Releasing CRäKN, Week 5: A Tale of Two Retrospectives and a Post-it Note Explosion
This post is part of a blog series that follows along as we work with our client, CRäKN, to build a software-as-a-service app. First post here.
Time flies when you’re building a new app, and at week five, it was time for project retrospectives. Two short meetings to check in on what has gone well so far and what hasn’t. On Tuesday, the Gaslight team met to chat amongst themselves, and on Thursday, they had a second retrospective meeting that included the CRäKN team. It was a chance to honestly compare notes and do an all-team gut check.
The main takeaways from the Gaslight-only retrospective: First, the team felt a need to improve the process for story mapping at the beginning of the project. It was a bit exhausting in hindsight and could use more structure. They also talked about ways to make early technology deployment, especially for Ember.js, faster. Finally, it was clear that Gaslight’s client onboarding process needs some work.
In fact, CRäKN echoed that last point at the second retrospective. “I showed up at Gaslight with my dorky little backpack like a new kid on a college campus,” says CRäKN Chief Technology Officer Cliff Campbell. “Where do I sit?” Gaslight designer Lauren Woodrick remembers scrambling to find extra desks and chairs during that first day of co-locating.

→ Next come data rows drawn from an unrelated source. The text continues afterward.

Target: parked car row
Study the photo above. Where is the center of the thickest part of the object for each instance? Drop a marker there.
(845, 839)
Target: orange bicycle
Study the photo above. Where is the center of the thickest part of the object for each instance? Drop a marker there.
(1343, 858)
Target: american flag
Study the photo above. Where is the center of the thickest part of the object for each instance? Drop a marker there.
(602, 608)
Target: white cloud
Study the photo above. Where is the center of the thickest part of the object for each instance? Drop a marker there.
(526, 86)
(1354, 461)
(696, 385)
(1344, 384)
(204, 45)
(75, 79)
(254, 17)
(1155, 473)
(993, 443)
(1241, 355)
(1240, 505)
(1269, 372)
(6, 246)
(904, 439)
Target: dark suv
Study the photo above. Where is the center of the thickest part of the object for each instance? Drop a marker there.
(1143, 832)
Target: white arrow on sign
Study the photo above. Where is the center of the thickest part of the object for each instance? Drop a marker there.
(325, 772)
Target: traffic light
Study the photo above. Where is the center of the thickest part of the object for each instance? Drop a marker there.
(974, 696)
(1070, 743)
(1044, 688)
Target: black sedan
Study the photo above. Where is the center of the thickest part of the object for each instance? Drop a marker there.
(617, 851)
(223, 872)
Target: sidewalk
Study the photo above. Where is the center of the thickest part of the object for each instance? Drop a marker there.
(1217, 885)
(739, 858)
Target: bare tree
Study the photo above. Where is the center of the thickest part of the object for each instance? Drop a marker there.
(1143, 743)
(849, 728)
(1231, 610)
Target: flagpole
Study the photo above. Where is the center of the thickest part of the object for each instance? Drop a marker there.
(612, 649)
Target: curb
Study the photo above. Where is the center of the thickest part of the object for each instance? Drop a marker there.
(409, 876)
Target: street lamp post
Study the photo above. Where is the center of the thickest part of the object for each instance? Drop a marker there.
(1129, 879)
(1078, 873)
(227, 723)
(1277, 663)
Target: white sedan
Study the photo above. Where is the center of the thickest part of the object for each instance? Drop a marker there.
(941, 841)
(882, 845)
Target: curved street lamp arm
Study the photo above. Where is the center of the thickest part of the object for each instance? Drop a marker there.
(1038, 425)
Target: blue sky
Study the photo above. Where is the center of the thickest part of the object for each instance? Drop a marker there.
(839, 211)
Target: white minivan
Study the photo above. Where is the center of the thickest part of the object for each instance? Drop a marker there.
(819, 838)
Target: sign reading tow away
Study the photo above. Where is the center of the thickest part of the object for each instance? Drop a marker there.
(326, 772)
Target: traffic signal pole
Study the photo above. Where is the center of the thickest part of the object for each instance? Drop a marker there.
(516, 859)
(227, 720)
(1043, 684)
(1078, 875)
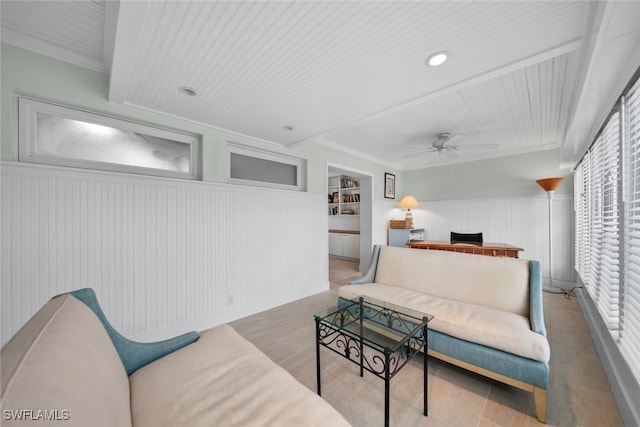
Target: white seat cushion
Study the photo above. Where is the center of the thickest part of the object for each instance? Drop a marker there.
(487, 326)
(223, 380)
(63, 361)
(493, 282)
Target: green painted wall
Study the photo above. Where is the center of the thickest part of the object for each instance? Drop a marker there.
(27, 73)
(510, 176)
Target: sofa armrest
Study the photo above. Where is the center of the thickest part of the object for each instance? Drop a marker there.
(133, 354)
(369, 275)
(536, 310)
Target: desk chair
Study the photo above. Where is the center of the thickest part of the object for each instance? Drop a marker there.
(466, 238)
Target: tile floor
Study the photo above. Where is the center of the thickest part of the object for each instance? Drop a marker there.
(579, 394)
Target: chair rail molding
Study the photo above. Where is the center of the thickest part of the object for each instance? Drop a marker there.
(165, 256)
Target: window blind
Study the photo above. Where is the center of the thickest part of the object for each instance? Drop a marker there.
(602, 278)
(583, 230)
(630, 334)
(607, 211)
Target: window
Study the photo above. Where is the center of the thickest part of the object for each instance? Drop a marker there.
(630, 331)
(63, 136)
(607, 209)
(249, 166)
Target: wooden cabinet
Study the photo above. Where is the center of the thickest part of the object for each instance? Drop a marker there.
(344, 245)
(343, 195)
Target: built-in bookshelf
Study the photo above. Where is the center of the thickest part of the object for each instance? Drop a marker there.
(343, 195)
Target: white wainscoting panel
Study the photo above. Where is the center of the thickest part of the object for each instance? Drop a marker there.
(164, 256)
(521, 222)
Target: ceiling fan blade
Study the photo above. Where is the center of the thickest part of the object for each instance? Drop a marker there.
(419, 153)
(450, 154)
(477, 147)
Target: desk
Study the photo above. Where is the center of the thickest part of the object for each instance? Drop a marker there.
(490, 249)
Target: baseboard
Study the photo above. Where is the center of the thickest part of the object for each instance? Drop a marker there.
(233, 313)
(624, 387)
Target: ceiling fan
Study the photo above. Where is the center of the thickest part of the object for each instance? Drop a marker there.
(442, 145)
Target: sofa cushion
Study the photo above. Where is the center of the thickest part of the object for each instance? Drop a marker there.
(61, 366)
(494, 328)
(223, 379)
(494, 282)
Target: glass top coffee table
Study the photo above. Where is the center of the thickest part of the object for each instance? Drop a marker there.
(379, 337)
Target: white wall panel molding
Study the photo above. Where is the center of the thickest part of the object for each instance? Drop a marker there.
(163, 255)
(520, 221)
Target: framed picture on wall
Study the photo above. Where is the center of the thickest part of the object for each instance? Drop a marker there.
(389, 186)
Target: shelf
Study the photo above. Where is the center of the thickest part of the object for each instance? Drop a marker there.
(343, 191)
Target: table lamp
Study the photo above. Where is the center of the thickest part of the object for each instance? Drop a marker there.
(408, 203)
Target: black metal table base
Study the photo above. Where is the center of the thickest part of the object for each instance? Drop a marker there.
(344, 336)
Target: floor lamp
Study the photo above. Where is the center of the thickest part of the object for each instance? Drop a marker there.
(550, 185)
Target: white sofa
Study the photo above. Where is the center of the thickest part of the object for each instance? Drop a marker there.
(488, 314)
(62, 368)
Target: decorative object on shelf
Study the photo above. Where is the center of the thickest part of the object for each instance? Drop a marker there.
(389, 186)
(346, 200)
(408, 203)
(550, 185)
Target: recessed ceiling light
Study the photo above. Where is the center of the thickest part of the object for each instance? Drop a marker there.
(437, 58)
(186, 90)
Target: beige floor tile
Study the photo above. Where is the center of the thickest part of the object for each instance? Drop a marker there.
(578, 395)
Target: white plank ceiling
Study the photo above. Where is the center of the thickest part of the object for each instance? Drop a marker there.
(347, 74)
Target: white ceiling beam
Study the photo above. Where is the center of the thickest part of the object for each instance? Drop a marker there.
(611, 55)
(123, 48)
(501, 71)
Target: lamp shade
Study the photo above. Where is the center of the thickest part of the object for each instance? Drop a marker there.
(550, 184)
(408, 202)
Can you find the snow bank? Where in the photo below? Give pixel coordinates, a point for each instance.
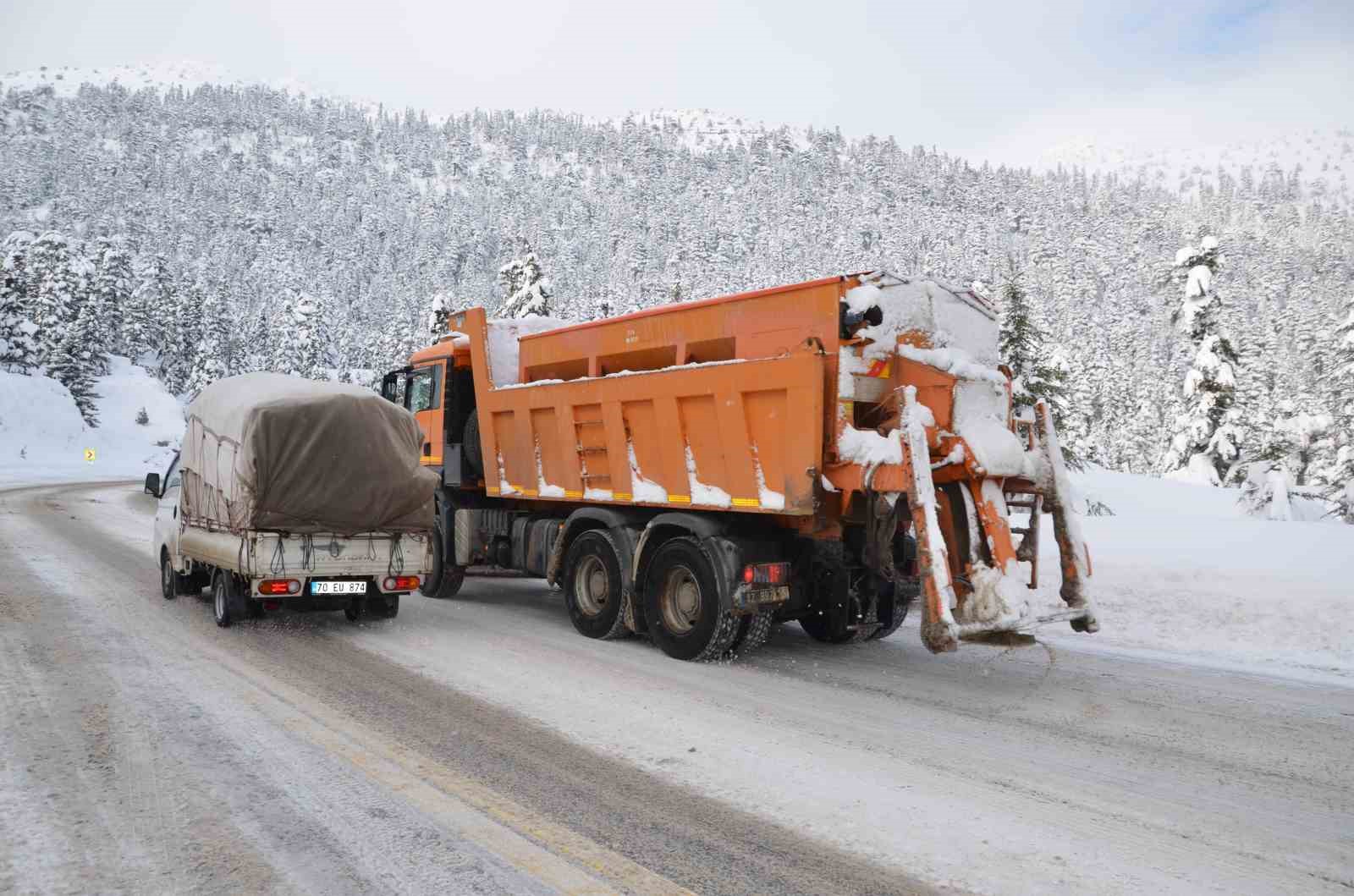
(44, 439)
(1182, 569)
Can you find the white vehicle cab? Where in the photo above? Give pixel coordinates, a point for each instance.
(298, 494)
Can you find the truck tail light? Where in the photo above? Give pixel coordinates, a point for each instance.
(767, 573)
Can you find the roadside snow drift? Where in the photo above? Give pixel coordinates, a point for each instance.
(1182, 569)
(44, 439)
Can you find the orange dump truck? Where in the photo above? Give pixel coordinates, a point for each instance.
(825, 453)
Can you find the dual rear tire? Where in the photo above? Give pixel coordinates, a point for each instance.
(593, 586)
(446, 578)
(681, 604)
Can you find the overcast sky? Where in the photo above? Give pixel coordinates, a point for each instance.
(985, 80)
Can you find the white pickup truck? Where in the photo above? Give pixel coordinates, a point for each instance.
(297, 494)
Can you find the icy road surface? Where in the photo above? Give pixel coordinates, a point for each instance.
(481, 746)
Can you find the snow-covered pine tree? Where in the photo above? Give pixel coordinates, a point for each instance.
(1340, 476)
(179, 347)
(1285, 463)
(58, 291)
(71, 363)
(1035, 372)
(256, 344)
(113, 282)
(18, 347)
(151, 309)
(439, 313)
(1207, 440)
(301, 338)
(527, 287)
(212, 358)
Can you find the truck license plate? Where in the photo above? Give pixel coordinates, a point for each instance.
(338, 588)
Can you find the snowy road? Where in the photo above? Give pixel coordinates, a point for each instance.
(481, 746)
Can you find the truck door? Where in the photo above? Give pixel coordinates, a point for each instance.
(423, 397)
(168, 524)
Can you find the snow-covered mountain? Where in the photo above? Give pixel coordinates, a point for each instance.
(245, 205)
(1322, 162)
(159, 76)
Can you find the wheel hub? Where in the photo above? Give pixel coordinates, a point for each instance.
(592, 586)
(680, 602)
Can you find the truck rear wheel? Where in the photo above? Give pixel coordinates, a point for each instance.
(168, 586)
(753, 632)
(227, 602)
(894, 602)
(593, 586)
(681, 604)
(444, 581)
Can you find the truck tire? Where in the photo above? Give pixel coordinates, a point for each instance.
(753, 632)
(227, 602)
(168, 584)
(471, 447)
(894, 605)
(173, 584)
(443, 581)
(681, 604)
(592, 586)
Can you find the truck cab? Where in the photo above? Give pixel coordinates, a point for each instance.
(438, 388)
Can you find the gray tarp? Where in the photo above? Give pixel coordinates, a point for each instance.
(266, 451)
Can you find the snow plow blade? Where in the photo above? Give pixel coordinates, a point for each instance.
(952, 613)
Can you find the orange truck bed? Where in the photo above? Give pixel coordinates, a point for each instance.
(852, 429)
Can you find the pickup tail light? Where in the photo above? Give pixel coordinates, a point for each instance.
(767, 573)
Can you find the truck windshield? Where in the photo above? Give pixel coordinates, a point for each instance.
(421, 388)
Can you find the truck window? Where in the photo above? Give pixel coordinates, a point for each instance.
(173, 476)
(421, 388)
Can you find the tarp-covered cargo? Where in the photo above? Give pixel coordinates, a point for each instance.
(266, 451)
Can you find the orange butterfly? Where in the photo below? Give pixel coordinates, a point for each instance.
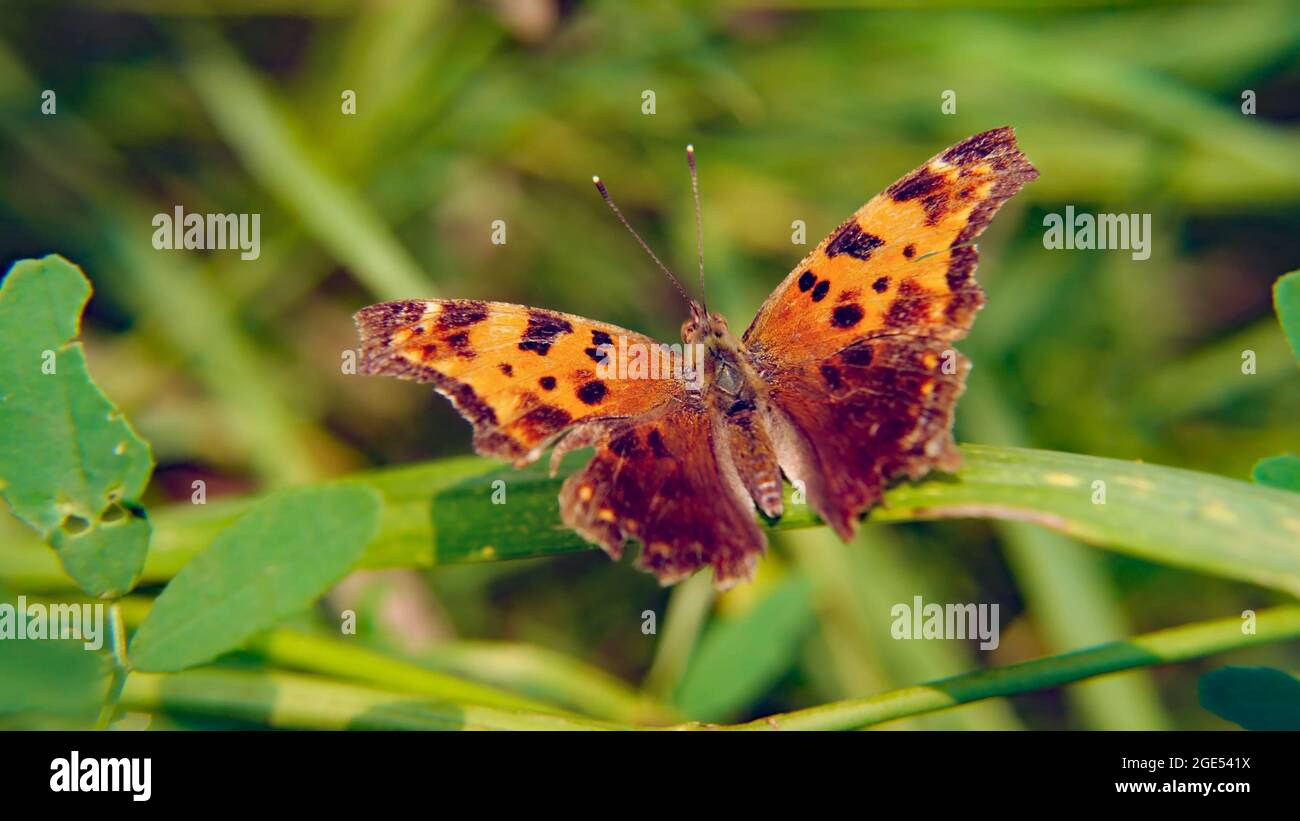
(844, 379)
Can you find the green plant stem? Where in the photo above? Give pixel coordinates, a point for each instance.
(441, 512)
(488, 673)
(300, 702)
(121, 668)
(289, 700)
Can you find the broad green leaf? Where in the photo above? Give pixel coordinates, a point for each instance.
(1255, 698)
(739, 660)
(70, 465)
(1286, 300)
(64, 677)
(1278, 472)
(272, 563)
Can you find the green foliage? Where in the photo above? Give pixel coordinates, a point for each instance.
(1281, 472)
(467, 114)
(274, 561)
(1286, 300)
(50, 677)
(739, 659)
(70, 464)
(1255, 698)
(1203, 522)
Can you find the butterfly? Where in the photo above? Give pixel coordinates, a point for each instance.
(845, 379)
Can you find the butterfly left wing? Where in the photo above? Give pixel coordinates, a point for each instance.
(528, 378)
(663, 479)
(854, 344)
(520, 376)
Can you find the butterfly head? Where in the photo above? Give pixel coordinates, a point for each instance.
(706, 329)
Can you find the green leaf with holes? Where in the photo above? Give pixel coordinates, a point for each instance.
(70, 464)
(1286, 300)
(278, 557)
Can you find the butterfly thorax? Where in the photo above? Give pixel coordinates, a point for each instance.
(737, 402)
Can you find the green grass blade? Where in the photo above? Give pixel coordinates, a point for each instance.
(1286, 299)
(740, 659)
(271, 564)
(1181, 643)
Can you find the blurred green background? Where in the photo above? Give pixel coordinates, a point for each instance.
(469, 113)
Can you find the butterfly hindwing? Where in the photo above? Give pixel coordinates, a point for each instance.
(662, 481)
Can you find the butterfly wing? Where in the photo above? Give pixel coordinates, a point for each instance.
(854, 344)
(525, 377)
(520, 376)
(661, 478)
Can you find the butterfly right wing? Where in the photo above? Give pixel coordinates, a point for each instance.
(856, 344)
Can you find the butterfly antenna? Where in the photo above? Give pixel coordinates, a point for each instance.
(605, 194)
(700, 225)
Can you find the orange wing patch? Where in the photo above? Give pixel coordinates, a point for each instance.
(902, 263)
(520, 376)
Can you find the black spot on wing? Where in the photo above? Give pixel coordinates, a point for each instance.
(460, 344)
(657, 444)
(544, 328)
(462, 313)
(592, 392)
(846, 316)
(922, 182)
(854, 242)
(857, 353)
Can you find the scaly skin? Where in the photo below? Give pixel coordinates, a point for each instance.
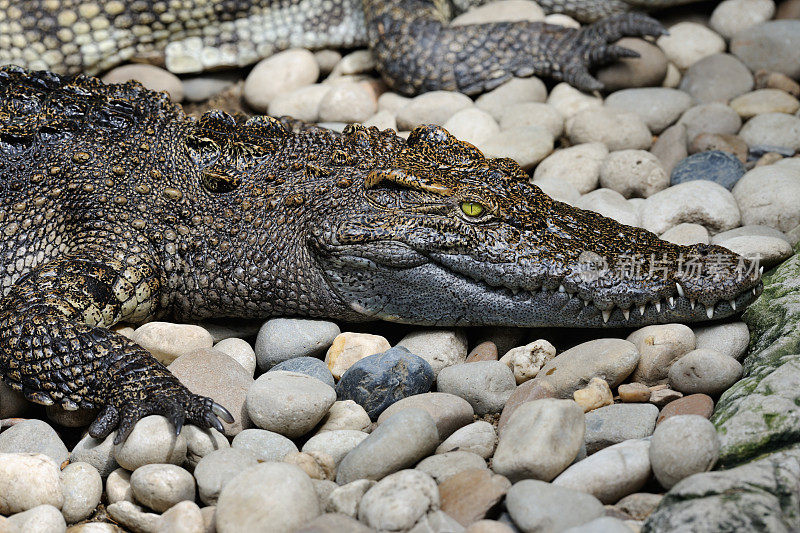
(76, 36)
(116, 207)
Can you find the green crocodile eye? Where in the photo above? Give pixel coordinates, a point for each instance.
(472, 209)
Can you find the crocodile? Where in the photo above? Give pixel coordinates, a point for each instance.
(416, 49)
(117, 207)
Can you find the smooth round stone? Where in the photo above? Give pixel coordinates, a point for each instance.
(770, 196)
(716, 166)
(710, 118)
(527, 145)
(647, 70)
(398, 501)
(704, 371)
(434, 107)
(280, 73)
(151, 76)
(449, 411)
(216, 469)
(310, 366)
(34, 436)
(28, 480)
(681, 446)
(698, 201)
(772, 46)
(617, 130)
(611, 204)
(269, 497)
(633, 173)
(472, 125)
(538, 506)
(445, 465)
(578, 165)
(611, 473)
(694, 404)
(539, 440)
(378, 381)
(398, 443)
(152, 441)
(514, 91)
(83, 488)
(733, 16)
(616, 423)
(207, 372)
(486, 385)
(728, 339)
(779, 130)
(658, 107)
(160, 486)
(266, 445)
(280, 339)
(168, 341)
(479, 438)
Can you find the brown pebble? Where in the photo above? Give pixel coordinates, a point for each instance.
(485, 351)
(694, 404)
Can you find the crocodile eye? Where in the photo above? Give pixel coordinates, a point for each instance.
(472, 209)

Everyone talked about the need for an orientation playbook for new clients with a checklist—where do I go, what do I do, etc.
Another pain point? User story sizing. It’s hard to break down the app into easily buildable chunks. The team made design mock-ups, for instance, that encompass four or five different software features in the app. So there’s been some confusion about whether the team is working from design mock-ups or Kanban cards that define smaller software features. Right now it’s both, so it’s not as easy as everyone would like to track progress.
CRäKN product owner Shawna Becknell also felt some pain around the user story map for the entire application. After using a digital tool, she became frustrated with its limitations. “The map was way too big, and I couldn’t see it all,” she says. “How could I properly plan the release if I couldn’t see the whole picture? I like analog, so I just put the whole thing on the wall.” Picture dozens of Post-it notes on the wall near the CRäKN team that outline the big picture vision for the app.
This exercise gave Shawna additional insight into the build. While writing out all those user stories by hand, she found herself writing the word calendar about six different times. It made her realize just how important that functionality is to different parts of the app. In addition to this analog story map, the team manages work-in-progress with Trello, a piece of project management software everyone can access.
And one more milestone that’s worthy of note for week five. There’s a general sense that the whole team has reached a higher level of trust and communication. “At the beginning it was hard to be blunt,” Shawna says. “I didn’t want people to think, ‘Oh, she’s the client do what she says.’ Now I feel like I can be a little bit of a jerk and people will push back.” Or as Gaslight developer Katherine Tornwall put it, “We’ve all been sitting beside each other for four weeks. There are no more secrets.”